This book contains performance benchmarks using Sentinel VoLTE for a variety of scenarios and cluster configurations.
It contains these sections:
-
Test Methodology — details of methods used for benchmarks
-
Benchmark Scenarios — the call flows for each of the benchmark scenarios
-
Hardware and Software — details of the hardware, software, and configuration used for the benchmarks
-
Benchmark Results — summaries of the benchmarks and links to detailed metrics.
For more information:
-
review the other Sentinel VoLTE documentation available, especially the Sentinel VoLTE Administration Guide
-
for documentation on the other OpenCloud products used in the benchmarks, see the OpenCloud DevPortal.
Test Methodology
This page describes the methodology used when running the benchmarks.
Rationale
Benchmarks were performed using simulated network functions, and a real VoLTE cluster. The simulated network functions are run on separate physical hosts from the VoLTE cluster. The network functions (HSS, OCS, SCSCF) were simulated to abstract away performance considerations for these functions.
In our benchmarks the VoLTE cluster processed calls for both originating and terminating triggers. Each call is processed in exactly one trigger — either originating or terminating.
-
50% of calls are originating (VoLTE full preconditions)
-
50% of calls are terminating (All other callflows)
Benchmarks were run at 50% of maximum sustainable load level. This provides good call setup times (approximately 15 milliseconds), and allows for up to half a cluster to fail without causing cascading failures.

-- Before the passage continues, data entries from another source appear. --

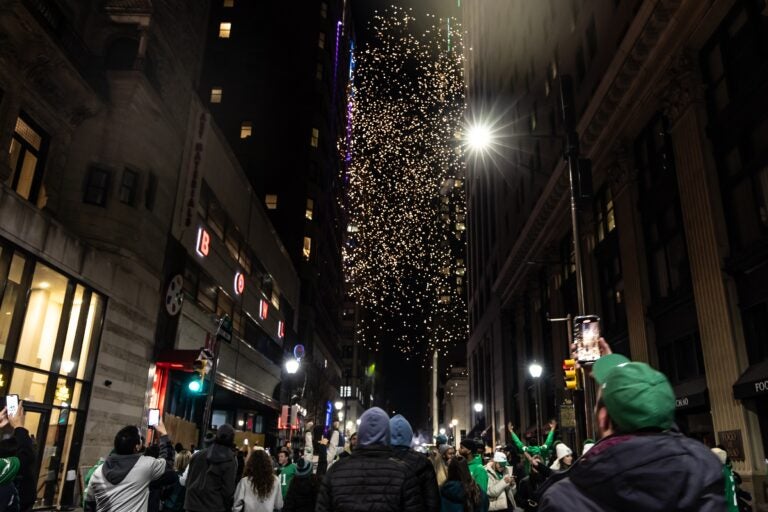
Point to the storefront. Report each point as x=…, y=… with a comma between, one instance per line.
x=50, y=326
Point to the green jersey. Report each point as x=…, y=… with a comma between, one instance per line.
x=286, y=475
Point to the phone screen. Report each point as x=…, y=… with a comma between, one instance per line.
x=586, y=336
x=154, y=417
x=12, y=404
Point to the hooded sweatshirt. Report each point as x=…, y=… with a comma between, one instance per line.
x=122, y=482
x=639, y=472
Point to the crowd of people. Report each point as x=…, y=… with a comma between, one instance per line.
x=640, y=462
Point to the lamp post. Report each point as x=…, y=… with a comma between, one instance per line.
x=535, y=370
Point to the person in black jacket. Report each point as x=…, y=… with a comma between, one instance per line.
x=401, y=438
x=211, y=479
x=25, y=451
x=640, y=462
x=371, y=478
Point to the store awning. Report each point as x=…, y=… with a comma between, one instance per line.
x=753, y=382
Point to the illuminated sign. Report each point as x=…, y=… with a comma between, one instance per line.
x=203, y=246
x=239, y=283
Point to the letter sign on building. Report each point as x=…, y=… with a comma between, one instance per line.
x=203, y=242
x=239, y=283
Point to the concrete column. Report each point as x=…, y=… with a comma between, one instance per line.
x=702, y=217
x=623, y=176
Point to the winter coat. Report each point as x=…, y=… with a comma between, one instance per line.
x=370, y=480
x=211, y=480
x=423, y=471
x=500, y=493
x=452, y=498
x=639, y=472
x=246, y=500
x=123, y=481
x=302, y=494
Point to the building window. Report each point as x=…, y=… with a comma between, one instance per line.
x=310, y=209
x=246, y=129
x=96, y=187
x=128, y=186
x=315, y=139
x=27, y=160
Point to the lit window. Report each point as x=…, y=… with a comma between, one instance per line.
x=310, y=209
x=246, y=129
x=315, y=137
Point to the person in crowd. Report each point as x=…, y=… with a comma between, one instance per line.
x=211, y=480
x=259, y=489
x=469, y=449
x=641, y=462
x=501, y=483
x=371, y=479
x=564, y=458
x=22, y=446
x=543, y=450
x=302, y=494
x=123, y=481
x=285, y=470
x=527, y=496
x=401, y=438
x=173, y=495
x=460, y=492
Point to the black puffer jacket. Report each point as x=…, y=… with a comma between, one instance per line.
x=371, y=480
x=211, y=480
x=423, y=470
x=643, y=472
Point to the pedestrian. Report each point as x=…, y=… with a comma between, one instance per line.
x=285, y=469
x=259, y=489
x=401, y=438
x=211, y=477
x=564, y=458
x=501, y=483
x=123, y=481
x=302, y=494
x=460, y=492
x=543, y=450
x=468, y=449
x=640, y=462
x=22, y=446
x=370, y=479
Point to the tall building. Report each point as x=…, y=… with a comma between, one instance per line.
x=279, y=98
x=671, y=112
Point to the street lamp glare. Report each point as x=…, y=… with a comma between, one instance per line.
x=292, y=366
x=479, y=137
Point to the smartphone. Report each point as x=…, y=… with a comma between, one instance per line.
x=12, y=404
x=586, y=333
x=153, y=418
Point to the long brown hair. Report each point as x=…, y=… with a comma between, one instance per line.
x=258, y=470
x=458, y=470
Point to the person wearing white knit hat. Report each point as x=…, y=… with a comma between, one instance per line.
x=564, y=457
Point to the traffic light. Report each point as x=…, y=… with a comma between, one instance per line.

Call rate is determined per physical host, not per Rhino node. |
Callflows
A representative sample of commonly invoked MMTEL features were used to select the callflows, for these scenarios:
For the full callflows, see Benchmark Scenarios. |
Each test runs a total of x sessions per second, across all callflowsL
Scenario | Percentage |
---|---|
VoLTE full preconditions |
50% |
CDIV Success-response |
40% |
CDIV Success-response with OIP |
5% |
CDIV-busy-response |
5% |
Call setup time (latency) is measured by the simulator playing the initiating role. For all CDIV scenarios, latency is measured from INVITE to final response. For the preconditions scenario, latency is measured from INVITE to 180.
Numa architecture
Most commercial off-the-shelf systems available currently have a non-uniform memory architecture (NUMA). In NUMA, memory access times are not equal for all sockets and all memory locations. Memory access is fastest for memory directly attached to the socket. The JAVA virtual machine does not provide any mechanisms for controlling where memory is allocated on a NUMA machine.
NUMA combined with the JVM has significant implications for performance. The best performance can be achieved by always NUMA binding each Rhino node to a single socket. In all cases this provides better performance, and greater tolerance of node failure.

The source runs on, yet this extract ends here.